Память Эрвина Шмидта затронула мысли, чувства и чакру муладхара. Он ощутил определенную активность в этой области, стоило подумать о «двух газелях, пасущихся среди лилий». Проще говоря — о бюсте четвертого размера. Память будто вкрадчиво намекала: «Забудь титанов и вечную войну. Привыкай здесь жить». Подняв со смятой простыни смартфон, взглянул на часы. Минут через пятнадцать должна прийти мама.

Мать. В этом мире она двенадцать лет преподавала русский язык и литературу, пока не решилась уйти в бизнес. Постаревшая, но энергичная, со смешинкой в ясной голубизне глаз. Странно видеть ее в белоснежной блузке навыпуск и темно-синих джинсах, а не в блекло-коричневом платье и пожелтевшем от частых стирок переднике. Грубый фартук и заношенное платье остались в мире титанов вместе с золотистым пучком, заколотым деревянными шпильками. Здесь у матери седой «армейский» ежик.
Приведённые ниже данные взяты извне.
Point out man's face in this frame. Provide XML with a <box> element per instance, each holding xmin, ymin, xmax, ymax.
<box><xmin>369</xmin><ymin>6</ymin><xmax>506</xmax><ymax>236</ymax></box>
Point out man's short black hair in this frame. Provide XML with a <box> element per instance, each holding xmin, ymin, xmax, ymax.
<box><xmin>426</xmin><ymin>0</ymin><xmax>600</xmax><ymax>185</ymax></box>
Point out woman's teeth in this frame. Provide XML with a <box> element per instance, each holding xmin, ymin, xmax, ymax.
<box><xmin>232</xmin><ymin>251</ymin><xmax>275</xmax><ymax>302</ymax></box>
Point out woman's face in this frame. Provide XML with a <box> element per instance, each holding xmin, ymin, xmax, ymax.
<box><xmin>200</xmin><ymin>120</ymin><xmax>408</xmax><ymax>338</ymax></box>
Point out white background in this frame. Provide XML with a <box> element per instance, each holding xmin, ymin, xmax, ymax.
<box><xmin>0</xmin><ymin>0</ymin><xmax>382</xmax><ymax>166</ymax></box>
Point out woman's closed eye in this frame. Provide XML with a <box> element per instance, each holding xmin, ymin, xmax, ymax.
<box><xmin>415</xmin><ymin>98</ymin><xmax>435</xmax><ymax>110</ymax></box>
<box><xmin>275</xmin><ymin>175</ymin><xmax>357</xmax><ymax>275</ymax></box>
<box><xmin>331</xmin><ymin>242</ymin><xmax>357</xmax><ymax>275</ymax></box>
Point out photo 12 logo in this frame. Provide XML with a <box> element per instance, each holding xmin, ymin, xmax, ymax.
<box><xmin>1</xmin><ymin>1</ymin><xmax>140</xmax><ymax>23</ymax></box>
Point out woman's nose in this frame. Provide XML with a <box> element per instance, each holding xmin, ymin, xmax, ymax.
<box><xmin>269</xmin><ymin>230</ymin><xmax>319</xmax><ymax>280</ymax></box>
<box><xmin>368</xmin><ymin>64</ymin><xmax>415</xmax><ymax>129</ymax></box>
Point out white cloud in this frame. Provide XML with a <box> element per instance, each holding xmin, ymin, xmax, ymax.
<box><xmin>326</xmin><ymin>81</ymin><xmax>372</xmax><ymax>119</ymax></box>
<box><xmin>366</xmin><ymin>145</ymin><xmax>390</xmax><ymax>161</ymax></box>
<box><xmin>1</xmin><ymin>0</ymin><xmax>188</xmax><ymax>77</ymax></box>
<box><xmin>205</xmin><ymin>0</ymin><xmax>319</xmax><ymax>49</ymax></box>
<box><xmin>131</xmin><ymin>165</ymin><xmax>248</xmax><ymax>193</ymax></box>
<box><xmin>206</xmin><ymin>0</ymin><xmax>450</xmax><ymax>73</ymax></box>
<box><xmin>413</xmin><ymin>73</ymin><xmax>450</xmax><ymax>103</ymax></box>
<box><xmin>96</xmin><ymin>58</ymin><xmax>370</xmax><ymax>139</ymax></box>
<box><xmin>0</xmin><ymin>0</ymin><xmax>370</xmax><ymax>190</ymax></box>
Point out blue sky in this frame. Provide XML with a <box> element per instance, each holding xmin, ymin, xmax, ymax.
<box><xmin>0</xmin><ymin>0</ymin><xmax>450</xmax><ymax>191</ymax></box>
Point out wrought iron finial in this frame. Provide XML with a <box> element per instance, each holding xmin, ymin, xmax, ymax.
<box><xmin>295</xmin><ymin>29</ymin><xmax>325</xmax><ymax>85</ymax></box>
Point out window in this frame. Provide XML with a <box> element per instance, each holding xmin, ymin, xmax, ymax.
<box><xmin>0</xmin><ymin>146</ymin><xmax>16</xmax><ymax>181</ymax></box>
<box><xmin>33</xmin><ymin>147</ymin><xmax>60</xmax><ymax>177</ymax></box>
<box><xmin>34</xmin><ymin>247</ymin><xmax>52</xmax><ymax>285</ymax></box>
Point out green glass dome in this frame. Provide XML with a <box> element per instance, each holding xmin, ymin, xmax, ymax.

Здесь она уже прожила на двадцать восемь лет дольше и давным-давно перестала красить волосы. А за пекарней сейчас присматривает отец. Тяжелая деревянная палка сердито стучит по кафелю в такт широким шагам. Шмидт-старший так и не оправился до конца от осколочного ранения. Но бодро покрикивает на суетящихся у печей и планетарных миксеров кондитеров-татар.

Он опустил веки: «Что же делать?»

— Как себя чувствуешь? — В голосе матери дрожало старательно сдерживаемое волнение. — Я еще не говорила с Григорьичем… Обход уже был?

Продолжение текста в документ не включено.